Son père l’avait pourtant mis en garde. Il était interdit d’aller trop bas, sinon l’humidité abimerait les plumes, et aussi trop haut, sinon le soleil ferait fondre la cire chaude. Il lui avait rabâché les oreilles des heures durant avec ses craintes. L’adolescent n’avait cessé d’opiner du chef, voulant montrer à son père qu’il avait bien compris. Pourtant, une fois dehors, libre, il s’était laissé aller.
Ce n’était pas sa faute. L’Euphorie et l’Adrénaline se collaient contre lui, murmurant dans le creux de son oreille, lui intimant l’ordre d’aller plus haut. Toujours plus haut. Et Icare, faible garçon s’était laissé porter par les vents et ces voix délicates et agréables. Et une fois arrivé à la limite du ciel, son regard avait croisé celui du Soleil. Il y avait quelque chose de dangereusement envoûtant dans ces prunelles aux reflets d’or. Quelque chose qui lui donnait envie de se précipiter contre lui. Mais ses ailes l’en empêchèrent. Plus il se démenait pour s’élever dans l’air, plus la cire coulait. Elle lui brûlait la peau, les plumes se piquant dans son dos et ses bras. Mais c’était désormais le désespoir qui l’obligeait à se mouvoir. Il voulait continuer à observer ces yeux brillants.

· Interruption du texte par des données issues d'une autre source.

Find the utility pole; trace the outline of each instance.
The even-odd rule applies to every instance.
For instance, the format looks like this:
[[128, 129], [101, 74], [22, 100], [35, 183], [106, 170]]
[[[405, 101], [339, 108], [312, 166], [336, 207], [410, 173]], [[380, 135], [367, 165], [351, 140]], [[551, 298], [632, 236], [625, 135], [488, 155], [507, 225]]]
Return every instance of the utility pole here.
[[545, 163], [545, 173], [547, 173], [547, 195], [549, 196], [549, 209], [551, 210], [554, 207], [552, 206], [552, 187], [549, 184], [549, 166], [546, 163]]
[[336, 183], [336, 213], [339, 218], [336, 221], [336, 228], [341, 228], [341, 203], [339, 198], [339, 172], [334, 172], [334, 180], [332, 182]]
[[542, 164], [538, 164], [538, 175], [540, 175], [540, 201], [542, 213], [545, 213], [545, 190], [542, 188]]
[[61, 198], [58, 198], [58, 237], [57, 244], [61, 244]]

La chute fut longue. Terriblement longue. Icare tentait vainement de battre des ailes mais elles avaient disparu, ne laissant que des plumes brûlantes piquées dans sa peau. Il souffrait le martyr mais quelque chose dans cette douleur le réconfortait. Il n’avait en rien rêvé la vision de ce regard enchanteur. Peut-être serait-il capable de le revoir ? Si seulement il pouvait remonter un peu ! Mais les vents, l’Euphorie et l’Adrénaline l’avaient abandonné. Tout en haut dans le ciel, le Soleil glissait sur sa peau des rayons désolés. Tout en tombant, Icare pensa alors à son père. Il l’avait sûrement déçu. Désormais, il vivrait seul, emprisonné dans ce labyrinthe, sans jamais connaître la liberté. C’est cette même Liberté qui avait enorgueilli Icare ! Il ne la connaissait pas. En bonne maîtresse de d’Euphorie et d’Adrénaline, c’est elle-même qui avait ordonné la perte d’Icare. L’adolescent en était sûr. Qui d’autre sinon ? La Liberté était cruelle, ça, tous les hommes en avaient conscience. Pourtant, son père ne l’avait pas mis en garde contre elle et ses servantes. Peut-être les avait-il oubliées avec le temps ? Pourtant, il se rappelait du Soleil et de la mer. Peut-être était-ce lui qui avait voulu se débarrasser d’Icare. N’avait-il donc pas été un assez bon fils pour lui ? Toujours enclin à l’aider, à lui servir de cobaye ou apporter des idées nouvelles à ses inventions ! De toute manière, cela ne servait plus à rien de reprocher quelque chose à quiconque. Parce que désormais, Icare tombait tout seul. Il ferma les yeux avant d’heurte de plein fouet la houle.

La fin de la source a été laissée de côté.